As Juneteenth approaches, we are reminded that July 4th did not mark independence for every American, which pushed Black communities in the south to create their own celebrations centered in Black history, pro-Black movements, and Black joy. Juneteenth, which is also known as “Freedom Day,” “America’s second Independence Day,” or “Emancipation Day,” is celebrated on June 19th. This important day commemorates the emancipation of enslaved African Americans in the United States. On this date in 1865, Union General Gordon Granger arrived in Galveston, TX to announce the end of slavery—a full two and a half years after the Emancipation Proclamation had been issued.

Juneteenth serves as a powerful reminder of the continuing fight against systemic oppression and racism—and only became recognized as a federal holiday in 2021. Despite emancipation, former slaves would go on to endure over a century of legislative loopholes that would continue to isolate, harm, and destabilize Black communities that attempted to grow and thrive. And, this fight continues today.

In modern times, Juneteenth is not just a space for Black communities to gather and celebrate, it calls us to action. It asks that we circulate our dollars with Black-owned businesses. It asks that we continue to name anti-Black practices that prevent the advancement of Black individuals in professional and academic spaces. It asks that we keep protesting violence against the Black community and that we end the school-to-prison pipeline that perpetuates slavery under a different name.

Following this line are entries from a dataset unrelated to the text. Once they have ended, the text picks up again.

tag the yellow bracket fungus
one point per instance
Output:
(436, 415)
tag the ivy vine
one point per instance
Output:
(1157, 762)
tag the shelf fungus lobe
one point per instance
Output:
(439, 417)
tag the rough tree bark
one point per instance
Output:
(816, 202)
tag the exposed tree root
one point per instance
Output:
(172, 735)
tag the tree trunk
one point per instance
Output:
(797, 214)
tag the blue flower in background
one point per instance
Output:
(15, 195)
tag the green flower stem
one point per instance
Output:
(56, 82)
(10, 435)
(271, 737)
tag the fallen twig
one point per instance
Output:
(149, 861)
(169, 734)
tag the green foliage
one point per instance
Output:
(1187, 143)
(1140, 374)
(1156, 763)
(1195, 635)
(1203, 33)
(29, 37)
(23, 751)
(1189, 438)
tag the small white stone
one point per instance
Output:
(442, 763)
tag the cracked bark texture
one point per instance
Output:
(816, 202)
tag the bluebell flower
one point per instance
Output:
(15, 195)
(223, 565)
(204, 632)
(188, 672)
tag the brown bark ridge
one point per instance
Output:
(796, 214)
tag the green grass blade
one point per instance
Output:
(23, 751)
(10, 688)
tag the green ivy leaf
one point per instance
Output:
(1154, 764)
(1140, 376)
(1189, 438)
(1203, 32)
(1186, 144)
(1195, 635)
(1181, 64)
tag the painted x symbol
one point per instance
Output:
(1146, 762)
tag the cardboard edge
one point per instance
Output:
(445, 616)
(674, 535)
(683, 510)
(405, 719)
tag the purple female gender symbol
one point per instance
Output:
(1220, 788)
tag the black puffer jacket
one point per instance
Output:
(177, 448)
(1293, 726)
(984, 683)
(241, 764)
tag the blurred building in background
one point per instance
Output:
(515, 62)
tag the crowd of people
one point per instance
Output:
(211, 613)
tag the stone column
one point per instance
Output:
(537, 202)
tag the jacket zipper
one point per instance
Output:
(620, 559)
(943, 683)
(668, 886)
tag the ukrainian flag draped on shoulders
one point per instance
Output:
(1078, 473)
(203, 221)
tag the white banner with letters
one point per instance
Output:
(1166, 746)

And, it asks that we create space for Black joy. We name the magic of a powerful community that has continued to progress forward despite continued systemic barriers encountered at every turn. It is the amplification of joy that marks the true presence of freedom, a world where Black individuals can exist authentically and thrive. It cements the true meaning of Fannie Lou Hamer’s words: No one is free until Black people are free.